The Federal Supreme Court (STF) en banc has partially approved an in limine decision issued by Justice Marco Aurélio de Mello as reporting judge for seven Direct Unconstitutionality Suits (ADIs) filed against Executive Order No. 927/20 and suspended the understanding that covid-19 is not an occupational disease. The decision was reached by a majority vote in a session held on April 29.
The Justice writing for the court, who had rejected the preliminary injunction requested by the parties and the workers' representative entities, voted to maintain his decision. However, the dissenting opinion opened by Justice Alexandre de Moraes prevailed, to the effect of suspending article 29, which does not consider contamination of workers with the coronavirus to be an occupational illness, except when the existence of a causal link between the illness and work has been proven. Article 31 was also suspended, according to which labor inspectors must act in a guiding manner with respect to irregularities found during the 180-day period when the Executive Order came into force.
For most of the Justices on the STF, the requirement that the employee prove a relationship between coronavirus contamination and work imposes "diabolical proof," given the impossibility of precisely defining in which circumstance the disease was contracted. The decision, therefore, signals that it would be the employer's burden to prove that the disease was not acquired in the work environment or because of it, thus reversing the burden of proof in the specific case of infection with the coronavirus.
The main implications of recognition of an occupational illness are suspension of the employment contract and the right to provisional job security for a minimum period of 12 months.

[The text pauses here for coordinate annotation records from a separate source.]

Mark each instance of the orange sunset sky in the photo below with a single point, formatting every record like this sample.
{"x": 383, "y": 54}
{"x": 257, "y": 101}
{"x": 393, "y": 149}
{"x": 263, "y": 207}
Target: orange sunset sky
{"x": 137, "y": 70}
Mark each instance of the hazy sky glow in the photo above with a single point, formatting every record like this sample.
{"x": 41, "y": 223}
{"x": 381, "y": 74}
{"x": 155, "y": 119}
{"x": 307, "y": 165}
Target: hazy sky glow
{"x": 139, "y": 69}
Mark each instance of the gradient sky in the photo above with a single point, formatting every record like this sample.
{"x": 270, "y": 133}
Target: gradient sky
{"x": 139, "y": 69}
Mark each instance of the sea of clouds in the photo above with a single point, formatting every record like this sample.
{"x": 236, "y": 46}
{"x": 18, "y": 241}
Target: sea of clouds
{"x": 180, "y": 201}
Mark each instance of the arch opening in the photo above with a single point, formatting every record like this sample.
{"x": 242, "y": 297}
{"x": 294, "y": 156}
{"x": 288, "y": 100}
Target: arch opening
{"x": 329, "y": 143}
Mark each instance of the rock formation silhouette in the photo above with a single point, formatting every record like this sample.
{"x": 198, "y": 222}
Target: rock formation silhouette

Considering the dizzying increase in the number of people infected with the coronavirus in Brazil and the economic impacts of the pandemic, a temporary guarantee of employment for workers who contract the disease places an even greater burden on companies, which are already being forced to lay off employees or even close down their activities.
In addition, if the STF's understanding is maintained and employers are unable to prove the absence of a causal link between contamination with the coronavirus and work, there will be an increase in taxation on companies due to the impact on the calculation of the Accident Prevention Factor (FAP).
For that reason, it is recommended that companies submit an appeal in the administrative sphere, in the event that accident illness aid (type B-91) is granted to workers placed on leave due to covid-19 in order to convert the social security benefit into common illness aid (type B-31). The absence of a causal link between contamination and work must be demonstrated through evidence of the adoption of mandatory measures, in addition to the guidelines and recommendations of the Brazilian authorities to confront the pandemic.
Similarly, in labor claims, if there is a request for recognition of an occupational illness by a worker contaminated with the coronavirus, companies must handle the case like any other request for recognition of an occupational illness. To this end, they must submit documents proving the adoption of individual and collective protection measures to preserve the health of their employees and request medical expert evidence, including at the workplace.
It is important to remember that the Social Security Benefits Law (Law No. 8,213/91) provides in its article 20, paragraph 1, "d", that endemic disease is excluded, as a rule, from the concept of an occupational disease. The law considers a disease to be occupational only when it is proven that the contamination resulted from direct exposure or contact determined by the nature of the work.
Based on this provision, the precedents of the Labor Courts do not consider cases of contamination of employees by endemic diseases, such as malaria or leishmaniasis, to be occupational, precisely because of the impossibility of determining the time and place of infection. Labor case law finds an occupational nature only in cases where the workplace puts the employee at permanent risk to the vector of the disease or where there is displacement from a place where there was no risk of contracting it in order to fulfill the contract in a region prone to its development.
Although article 20, paragraph 1, "d" of Law No. 8,213/91 specifically governs endemic diseases, it is reasonable to apply the same understanding, by analogy, to covid-19, since the motivation for the rule is even more fitting in a pandemic scenario: difficulty in establishing when and where contamination occurred.
Therefore, based on the interpretation of this passage of the law and the principles of protection of the work environment, although the STF may declare in a final judgment the unconstitutionality of article 29 of MP 927/20, we believe that the cases of workers contaminated by the coronavirus whose employers have adopted preventive measures to contain the disease and complied with the workplace health and safety rules, in addition to the guidelines of the health authorities, cannot be classified as occupational.